I remember discovering his writing online many years ago. It was this line from one of his letters that felt real, “I beg you, to have patience with everything unresolved in your heart and to try and love the questions themselves as if they were locked rooms or books written in a very foreign language.”  The lines continued, “Don’t search for the answers, which could not be given to you now, because you would not be able to live them. And the point is to live everything. Live the questions now. Perhaps then, someday far in the future, you will gradually, without even noticing it, live your way into the answer.”

Those words contained solace right when I needed them most. I wanted to hold them in my hands. When space freed that same day after reading Rainer’s work for the very first time, I drove to the bookstore to receive a physical copy of ‘Letters to a Young Poet’.

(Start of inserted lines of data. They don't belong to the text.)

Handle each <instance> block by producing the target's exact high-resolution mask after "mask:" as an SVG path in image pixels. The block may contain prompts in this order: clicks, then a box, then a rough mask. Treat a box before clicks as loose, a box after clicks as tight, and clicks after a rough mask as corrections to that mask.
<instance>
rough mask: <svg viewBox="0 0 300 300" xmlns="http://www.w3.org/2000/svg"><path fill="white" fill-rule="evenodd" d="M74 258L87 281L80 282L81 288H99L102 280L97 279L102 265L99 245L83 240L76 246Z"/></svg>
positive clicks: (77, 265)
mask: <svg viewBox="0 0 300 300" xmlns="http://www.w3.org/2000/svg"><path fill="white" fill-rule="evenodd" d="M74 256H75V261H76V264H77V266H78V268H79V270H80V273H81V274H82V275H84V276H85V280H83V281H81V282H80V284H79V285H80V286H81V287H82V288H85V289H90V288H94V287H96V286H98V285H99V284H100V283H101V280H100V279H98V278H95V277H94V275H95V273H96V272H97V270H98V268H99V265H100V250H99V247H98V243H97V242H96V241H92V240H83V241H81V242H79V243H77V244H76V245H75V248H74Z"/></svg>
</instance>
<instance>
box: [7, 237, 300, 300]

I pulled into the parking lot, hurried over, and swung the big wooden doors open of Barnes & Noble. Upon walking in, I noticed the number ‘27’ on one of the immediate journals that were showcased in the front. I don’t know why I noticed it, but I did.

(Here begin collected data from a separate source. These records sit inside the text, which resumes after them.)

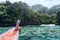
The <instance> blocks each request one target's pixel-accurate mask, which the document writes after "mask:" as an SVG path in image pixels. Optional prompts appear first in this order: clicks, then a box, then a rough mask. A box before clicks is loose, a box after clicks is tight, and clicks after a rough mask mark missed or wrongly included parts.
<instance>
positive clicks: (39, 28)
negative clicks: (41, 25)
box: [19, 25, 60, 40]
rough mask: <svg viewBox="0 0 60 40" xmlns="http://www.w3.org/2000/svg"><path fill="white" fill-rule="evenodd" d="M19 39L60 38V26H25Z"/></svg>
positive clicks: (59, 39) (50, 39) (53, 38)
mask: <svg viewBox="0 0 60 40" xmlns="http://www.w3.org/2000/svg"><path fill="white" fill-rule="evenodd" d="M19 40H60V26H55V25H42V26H40V25H39V26H24V27H22V30H21V33H20V36H19Z"/></svg>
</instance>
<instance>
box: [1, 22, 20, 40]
mask: <svg viewBox="0 0 60 40" xmlns="http://www.w3.org/2000/svg"><path fill="white" fill-rule="evenodd" d="M19 30H20V28H19V24H18V23H16V27H13V28H11V29H9V30H8V31H7V32H5V33H3V34H1V35H0V40H18V38H19Z"/></svg>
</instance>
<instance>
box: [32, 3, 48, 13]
mask: <svg viewBox="0 0 60 40" xmlns="http://www.w3.org/2000/svg"><path fill="white" fill-rule="evenodd" d="M31 9H32V10H33V11H35V12H38V13H47V10H48V8H47V7H45V6H43V5H41V4H36V5H32V6H31Z"/></svg>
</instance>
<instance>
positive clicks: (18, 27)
mask: <svg viewBox="0 0 60 40" xmlns="http://www.w3.org/2000/svg"><path fill="white" fill-rule="evenodd" d="M19 24H20V20H17V22H16V28H15V29H14V31H18V30H20V31H21V28H20V27H19Z"/></svg>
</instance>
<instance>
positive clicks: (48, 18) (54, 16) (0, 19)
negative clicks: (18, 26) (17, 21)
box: [0, 1, 56, 26]
mask: <svg viewBox="0 0 60 40" xmlns="http://www.w3.org/2000/svg"><path fill="white" fill-rule="evenodd" d="M51 10H55V9H52V8H51V9H48V8H47V7H44V6H42V5H33V6H32V7H31V8H30V7H29V6H28V5H27V4H26V3H24V2H21V1H20V2H15V3H11V2H9V1H6V2H5V3H0V26H14V25H15V22H16V20H17V19H20V20H21V24H20V25H40V24H55V23H56V11H55V12H54V13H53V12H52V11H51Z"/></svg>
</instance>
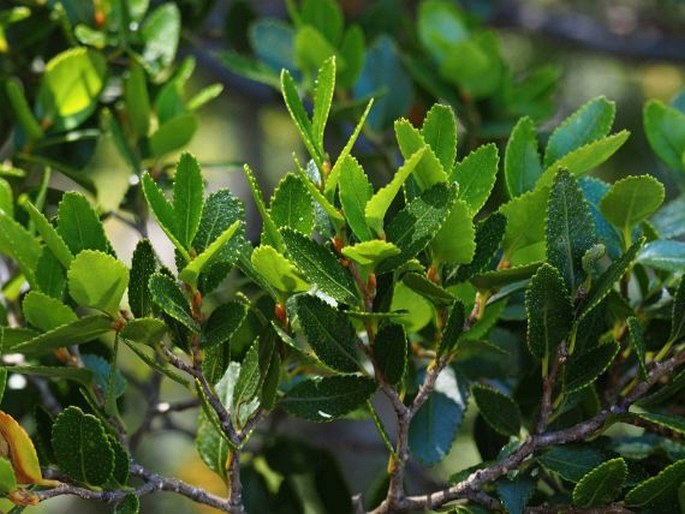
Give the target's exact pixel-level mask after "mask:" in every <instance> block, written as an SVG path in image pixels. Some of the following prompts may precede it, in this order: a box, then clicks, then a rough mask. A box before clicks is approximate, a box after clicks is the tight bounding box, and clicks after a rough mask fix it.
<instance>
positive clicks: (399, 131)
mask: <svg viewBox="0 0 685 514" xmlns="http://www.w3.org/2000/svg"><path fill="white" fill-rule="evenodd" d="M395 136H396V137H397V143H398V144H399V147H400V151H401V152H402V156H403V157H404V158H405V160H409V159H410V158H411V157H412V156H413V155H415V154H416V153H417V152H419V151H421V150H423V154H422V158H421V159H420V160H419V161H418V162H417V164H416V167H415V168H414V171H413V177H414V180H415V181H416V183H417V184H418V186H419V189H420V190H421V191H423V190H426V189H428V188H429V187H431V186H434V185H435V184H439V183H440V182H446V181H447V173H446V172H445V170H444V169H443V167H442V164H440V160H439V159H438V157H437V156H436V155H435V152H433V149H432V148H431V147H430V146H428V145H427V143H426V141H425V140H424V138H423V135H422V134H421V131H420V130H419V129H417V128H416V127H414V126H413V125H412V124H411V123H410V122H409V120H406V119H399V120H397V121H396V122H395Z"/></svg>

Walking closer to the poetry section, I caught sight of another ‘27’ on a book cover. “Interesting,” I thought and continued forward.

Just as I kneeled down to the ground shelf where Rainer’s book remained, I looked up to see a man standing to the side of me with a football jersey on. It had a large ‘27’ on the back.

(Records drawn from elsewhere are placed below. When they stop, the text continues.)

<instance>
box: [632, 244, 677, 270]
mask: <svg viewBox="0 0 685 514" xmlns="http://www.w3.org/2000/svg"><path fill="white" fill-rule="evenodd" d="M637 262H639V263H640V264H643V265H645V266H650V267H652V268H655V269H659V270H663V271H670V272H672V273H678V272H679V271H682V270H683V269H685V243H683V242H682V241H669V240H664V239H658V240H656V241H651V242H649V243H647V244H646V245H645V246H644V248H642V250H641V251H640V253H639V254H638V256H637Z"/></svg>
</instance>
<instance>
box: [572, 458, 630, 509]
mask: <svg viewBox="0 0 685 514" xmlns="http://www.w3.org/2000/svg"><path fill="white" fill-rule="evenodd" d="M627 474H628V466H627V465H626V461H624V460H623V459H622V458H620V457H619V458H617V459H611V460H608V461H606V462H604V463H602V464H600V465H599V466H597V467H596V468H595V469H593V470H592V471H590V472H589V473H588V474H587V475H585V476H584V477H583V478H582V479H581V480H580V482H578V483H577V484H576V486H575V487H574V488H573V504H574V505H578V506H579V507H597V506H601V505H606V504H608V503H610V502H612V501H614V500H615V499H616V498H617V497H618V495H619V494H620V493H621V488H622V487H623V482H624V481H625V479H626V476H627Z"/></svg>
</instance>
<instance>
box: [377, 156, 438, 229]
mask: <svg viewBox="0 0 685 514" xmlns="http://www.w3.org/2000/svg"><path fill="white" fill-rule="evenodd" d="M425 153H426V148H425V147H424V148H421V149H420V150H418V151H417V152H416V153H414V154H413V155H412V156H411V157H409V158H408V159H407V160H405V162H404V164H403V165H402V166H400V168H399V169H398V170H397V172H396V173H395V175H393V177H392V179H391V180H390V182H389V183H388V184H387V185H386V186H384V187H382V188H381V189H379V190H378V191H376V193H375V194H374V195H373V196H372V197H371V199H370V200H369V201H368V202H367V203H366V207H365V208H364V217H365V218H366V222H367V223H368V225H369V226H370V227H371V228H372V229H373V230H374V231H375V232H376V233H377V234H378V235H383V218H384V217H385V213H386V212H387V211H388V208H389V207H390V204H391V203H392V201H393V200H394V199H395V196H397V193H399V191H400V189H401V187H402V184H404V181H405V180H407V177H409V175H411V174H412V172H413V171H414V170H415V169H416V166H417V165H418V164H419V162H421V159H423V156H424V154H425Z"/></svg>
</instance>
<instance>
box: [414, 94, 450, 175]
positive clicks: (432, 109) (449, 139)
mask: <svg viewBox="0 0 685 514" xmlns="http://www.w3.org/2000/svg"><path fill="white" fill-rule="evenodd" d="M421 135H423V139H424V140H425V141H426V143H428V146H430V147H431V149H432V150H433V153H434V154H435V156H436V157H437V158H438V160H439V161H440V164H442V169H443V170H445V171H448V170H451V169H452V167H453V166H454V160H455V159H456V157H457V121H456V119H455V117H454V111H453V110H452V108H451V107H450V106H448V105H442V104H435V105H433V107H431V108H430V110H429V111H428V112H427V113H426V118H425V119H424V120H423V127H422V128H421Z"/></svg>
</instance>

And just like that, at a moment’s notice, I thought to myself, “The quote is on page 27 of this book.” I grabbed it from the shelf to verify if that was true, turning the pages, one by one until I arrived at page 27.

I scanned the lines one by one, present, curious, and searching. Could it be?

And there it was. The quote that I saw earlier in the morning online was on page 27 of the book. I gasped, tears welling in my eyes. I felt how special it was to be alive.

The sun was setting and shined through the bookstore’s windows. That honeyed light, that series of synchronicities — were everything I needed to feel how extraordinary living really was, and how I’d always be just one book away from a heavenly happening.


Sometimes you think you’d like certainty. After all, its appeal is obvious. We’d be better prepared for life knowing what would happen in it, every time. It’d lessen the blow of misfortunate, loss, and tragedy. But if life was really so certain, how would we ever feel the splendor of surprise?

Surprise keeps us present, curious, and searching. And we’re always better off if we are present, curious, and searching.

And if there is one truth, let it be this: you really don’t know how far away you are from a heavenly happening.

So let a place of great expanse descend from the sky above and you find yourself there, seated firmly on a cloud, singing, “patience, patience, patience…” while the divine is at work, orchestrating a moment that leaves you breathless.

(Because the divine is always at work. Life sees you. Life knows you. To believe this is faith.)